Le disposizioni non si applicano:

  1. alle gare organizzate dalle associazioni e società sportive dilettantistiche al di fuori degli impianti sportivi;
  2. per le attività a basso rischio cardiocircolatorio di cui citato ministeriale (bocce – escluse bocce in volo – biliardo, golf, pesca sportiva di superficie, caccia sportiva, sport di tiro giochi da tavolo e sport assimilabili) e all'allegato A al decreto;

 

Dati i presupposti appena indicati, parrebbe che non sempre vi sia l’obbligo di dotarsi di un defibrillatore. Non vi dovrebbe dotarsi di defibrillatore:

  1. nei centri e nelle palestre che non ospitano attività agonistiche . Durante gli allenamenti o per le manifestazioni sportive che abbiano luogo all'aperto .

 

 

 

 

Il decreto del 26 giugno 2017 prevede che l'obbligo vi sia: “durante le gare inserite nei calendari delle  Federazioni sportive nazionali e delle discipline sportive associate, durante lo svolgimento di attività sportive con modalità competitive ed attività agonistiche di prestazione organizzate dagli enti di promozione sportiva nonché durante le gare organizzate da altre società dilettantistiche”.

 

Ma il problema vero sono gli allenamenti.

 

Il decreto Balduzzi (decreto 24.04.2013) non viene abrogato.

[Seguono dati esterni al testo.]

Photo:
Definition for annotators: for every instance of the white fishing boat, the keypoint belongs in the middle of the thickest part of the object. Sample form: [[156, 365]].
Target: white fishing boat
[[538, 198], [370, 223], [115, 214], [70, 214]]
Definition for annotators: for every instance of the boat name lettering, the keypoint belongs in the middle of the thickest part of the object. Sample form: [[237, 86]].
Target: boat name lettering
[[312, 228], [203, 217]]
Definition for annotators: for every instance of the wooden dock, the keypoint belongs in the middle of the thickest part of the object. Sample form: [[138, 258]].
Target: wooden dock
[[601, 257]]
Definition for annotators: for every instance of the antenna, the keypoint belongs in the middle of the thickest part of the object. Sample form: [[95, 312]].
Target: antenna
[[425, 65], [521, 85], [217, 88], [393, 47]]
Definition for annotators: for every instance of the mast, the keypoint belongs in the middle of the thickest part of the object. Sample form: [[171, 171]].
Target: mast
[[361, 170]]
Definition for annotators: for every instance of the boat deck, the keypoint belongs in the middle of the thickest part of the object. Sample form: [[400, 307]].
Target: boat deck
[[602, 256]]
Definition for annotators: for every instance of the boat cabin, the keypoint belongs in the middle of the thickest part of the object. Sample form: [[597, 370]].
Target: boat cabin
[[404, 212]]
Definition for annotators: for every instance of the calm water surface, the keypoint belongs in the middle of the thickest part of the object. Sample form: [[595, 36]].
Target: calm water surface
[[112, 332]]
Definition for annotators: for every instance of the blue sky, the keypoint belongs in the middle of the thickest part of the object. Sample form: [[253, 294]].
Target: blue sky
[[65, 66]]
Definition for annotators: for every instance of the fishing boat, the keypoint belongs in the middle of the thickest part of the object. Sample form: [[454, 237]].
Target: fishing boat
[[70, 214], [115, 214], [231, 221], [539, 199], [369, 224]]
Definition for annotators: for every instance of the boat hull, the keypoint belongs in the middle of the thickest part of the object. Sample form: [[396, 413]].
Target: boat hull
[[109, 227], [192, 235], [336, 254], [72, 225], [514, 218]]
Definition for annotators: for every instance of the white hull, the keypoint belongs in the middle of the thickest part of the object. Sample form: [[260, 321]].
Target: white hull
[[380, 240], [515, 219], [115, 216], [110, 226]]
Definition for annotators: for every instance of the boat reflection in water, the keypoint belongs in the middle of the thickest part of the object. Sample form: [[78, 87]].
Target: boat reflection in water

Detta disposizione contiene, come allegato, le c.d. “Linee guida sulla dotazione e l'utilizzo di defibrillatori semiautomatici”. Al punto 4.2 si legge testualmente: “La presenza di una persona formata all'utilizzo del defibrillatore deve essere garantita nel corso delle gare e degli allenamenti..”

 

PERSONALE DEBITAMENTE FORMATO

 

Quale titolo abilitativo premette di potere utilizzare il defibrillatore?

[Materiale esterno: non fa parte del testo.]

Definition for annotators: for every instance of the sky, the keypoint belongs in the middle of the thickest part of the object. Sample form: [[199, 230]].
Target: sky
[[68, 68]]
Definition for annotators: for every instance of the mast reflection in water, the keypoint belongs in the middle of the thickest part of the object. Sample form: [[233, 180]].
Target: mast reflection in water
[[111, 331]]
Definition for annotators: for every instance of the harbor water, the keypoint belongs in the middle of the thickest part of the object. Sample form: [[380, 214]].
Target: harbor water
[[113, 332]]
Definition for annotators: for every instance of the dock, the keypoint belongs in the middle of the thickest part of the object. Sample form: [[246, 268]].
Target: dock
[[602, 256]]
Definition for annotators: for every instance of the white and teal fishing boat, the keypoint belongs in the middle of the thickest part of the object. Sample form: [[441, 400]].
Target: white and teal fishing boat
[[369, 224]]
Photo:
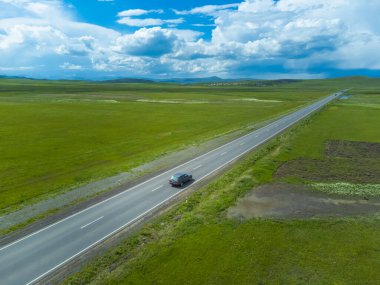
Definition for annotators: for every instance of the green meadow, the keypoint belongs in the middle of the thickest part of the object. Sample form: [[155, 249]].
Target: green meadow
[[57, 135], [196, 243]]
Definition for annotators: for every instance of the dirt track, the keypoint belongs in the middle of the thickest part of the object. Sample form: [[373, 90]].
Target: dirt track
[[298, 201]]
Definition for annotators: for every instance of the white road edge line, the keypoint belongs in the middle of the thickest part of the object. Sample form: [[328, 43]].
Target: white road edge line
[[162, 202], [171, 170], [155, 189], [86, 225]]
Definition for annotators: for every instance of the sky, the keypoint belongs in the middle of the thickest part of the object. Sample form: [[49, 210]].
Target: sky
[[102, 39]]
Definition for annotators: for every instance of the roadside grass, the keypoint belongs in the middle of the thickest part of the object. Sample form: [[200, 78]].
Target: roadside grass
[[196, 244], [349, 189], [56, 136]]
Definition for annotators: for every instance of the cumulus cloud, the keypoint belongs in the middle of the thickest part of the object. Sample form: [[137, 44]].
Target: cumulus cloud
[[128, 17], [70, 66], [152, 42], [135, 22], [138, 12], [258, 38], [207, 9]]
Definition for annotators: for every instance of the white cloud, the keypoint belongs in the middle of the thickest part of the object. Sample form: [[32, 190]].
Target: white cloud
[[258, 38], [207, 9], [135, 22], [70, 66], [138, 12]]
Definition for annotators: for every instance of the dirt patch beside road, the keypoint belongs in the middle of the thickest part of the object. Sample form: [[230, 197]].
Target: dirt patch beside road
[[298, 201], [354, 162]]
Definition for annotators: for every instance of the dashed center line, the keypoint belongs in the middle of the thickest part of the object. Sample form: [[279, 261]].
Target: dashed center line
[[92, 222], [159, 187]]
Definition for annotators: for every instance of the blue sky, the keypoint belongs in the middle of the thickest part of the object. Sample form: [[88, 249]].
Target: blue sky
[[99, 39]]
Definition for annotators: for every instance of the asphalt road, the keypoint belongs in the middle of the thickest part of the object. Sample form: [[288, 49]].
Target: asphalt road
[[34, 256]]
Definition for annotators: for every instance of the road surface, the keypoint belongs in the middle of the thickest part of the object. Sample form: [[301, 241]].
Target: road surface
[[31, 258]]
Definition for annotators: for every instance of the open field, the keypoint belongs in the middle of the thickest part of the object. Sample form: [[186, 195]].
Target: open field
[[197, 243], [58, 135]]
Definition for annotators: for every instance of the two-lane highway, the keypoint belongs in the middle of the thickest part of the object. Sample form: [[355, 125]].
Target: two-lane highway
[[34, 256]]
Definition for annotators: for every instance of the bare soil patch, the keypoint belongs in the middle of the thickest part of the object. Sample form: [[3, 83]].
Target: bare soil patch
[[298, 202], [355, 162]]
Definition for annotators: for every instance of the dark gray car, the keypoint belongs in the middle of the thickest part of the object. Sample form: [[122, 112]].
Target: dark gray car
[[179, 179]]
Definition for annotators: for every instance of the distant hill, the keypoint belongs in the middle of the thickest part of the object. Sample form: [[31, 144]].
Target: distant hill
[[128, 80], [212, 79]]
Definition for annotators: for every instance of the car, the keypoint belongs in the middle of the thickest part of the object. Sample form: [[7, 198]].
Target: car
[[179, 179]]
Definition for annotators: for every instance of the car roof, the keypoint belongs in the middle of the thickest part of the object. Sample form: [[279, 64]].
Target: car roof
[[179, 174]]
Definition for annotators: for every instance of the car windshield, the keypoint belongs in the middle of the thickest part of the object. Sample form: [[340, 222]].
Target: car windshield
[[176, 176]]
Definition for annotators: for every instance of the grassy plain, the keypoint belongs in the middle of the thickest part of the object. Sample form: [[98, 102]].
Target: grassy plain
[[58, 135], [196, 243]]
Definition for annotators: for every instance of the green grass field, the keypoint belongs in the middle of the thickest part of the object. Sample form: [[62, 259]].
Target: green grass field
[[196, 244], [58, 135]]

  • il c.d. Brevetto BLSD (Basic Life Support Defibrillation).
  • Ma in comma 7 dell'art. 5 del decreto del 2013, nella sua seconda parte, testualmente riporta: “ Il Coni, nell'ambito della propria autonomia, adotta protocolli di pronto soccorso sportivo defibrillato (PSSD) della Federazione Medico Sportiva”. Pertanto sembra che il Coni sia stato delegato ad individuare, per le proprie specifiche attività, quale sia il livello formativo minimo previsto per gli addetti al salvavita.

 

Con la circolare Coni del 4 luglio 2017 viene riportato che per persona debitamente formata all'utilizzo del dispositivo al fine del rispetto della norma si dovrà: “fare riferimento a quanto previsto dall'art. 5 comma sette del decreto ministeriale 24 aprile 2013”.

 
 

 

 

 

Di conseguenza potrebbe “non essere sufficiente” avere nel impianto una persona che abbia fatto solo il corso BLSD.